Mindestlohn belastet stark

„Die Herausforderungen verschwinden nicht“, meinte Röhrenbach mit einem Verweis auf die jährlich wechselnden Wetterkapriolen, die nach einem trockenen Frühjahr und Frühsommer gerade noch rechtzeitig im Juli und August ausreichend Niederschläge brachte. Auf die Wechsel zwischen trockenen und nassen Jahren reagieren die Obstbauern mit Hagelnetzen und der Bewässerung. „Aber was machen wir mit der Politik, die völlig konträr zu unserer Arbeit verläuft“, kam er auf das Stichwort Mindestlohn zu sprechen. Die Obstbauern könnten kein Preisschild an ihr abgeliefertes Obst kleben und die gestiegenen Kosten weitergeben. „In der Bundespolitik wird oft zu kurz gedacht. Das hat Auswirkungen, die oft erst später sichtbar sind“, kritisierte er und nahm dabei die Landespolitik ausdrücklich aus, mit der man gemeinsam bereits so manches Projekt auf den Weg gebracht habe. Er nahm dabei Bezug auf das Projekt Fairdi, bei dem auf Initiative und mit finanzieller Unterstützung des Stuttgarter Landwirtschaftsministeriums zwei Pilotanlagen installiert wurden, in denen resistente oder zumindest robuste Sorten getestet werden, wobei das Potenzial zur Reduktion von Pflanzenschutzmitteln ausgelotet wird. Nach vier Jahren hat sich mit Mammut die erste Sorte aus der Initiative herausgeschält, die nun in ersten Ladenregalen präsent ist.

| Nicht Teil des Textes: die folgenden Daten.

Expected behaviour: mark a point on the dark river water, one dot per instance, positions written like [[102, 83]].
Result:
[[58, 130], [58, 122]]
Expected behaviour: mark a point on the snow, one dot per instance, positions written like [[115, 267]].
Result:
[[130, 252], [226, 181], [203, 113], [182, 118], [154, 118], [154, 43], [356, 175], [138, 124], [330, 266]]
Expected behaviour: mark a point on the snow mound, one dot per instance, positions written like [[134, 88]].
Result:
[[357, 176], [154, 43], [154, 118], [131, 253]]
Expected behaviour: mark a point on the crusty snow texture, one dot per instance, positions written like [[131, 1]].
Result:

„Wir Obstbauern vom Bodensee verstehen uns als Vitaminversorger. Wir liefern heimische Früchte mit kurzen Transportwegen“, meinte der Vorsitzende der Obstregion weiter und mahnte dabei Rahmenbedingungen an, die es erlaubten, dies auch langfristig zu tun. Die guten Erlöse des Vorjahres würden durch die Kostensteigerungen aufgezehrt, wobei die Lohnkosten stark belasteten. „Wir müssen zurück zur Politik, die Mut macht und nicht ständig bremst“, forderte er.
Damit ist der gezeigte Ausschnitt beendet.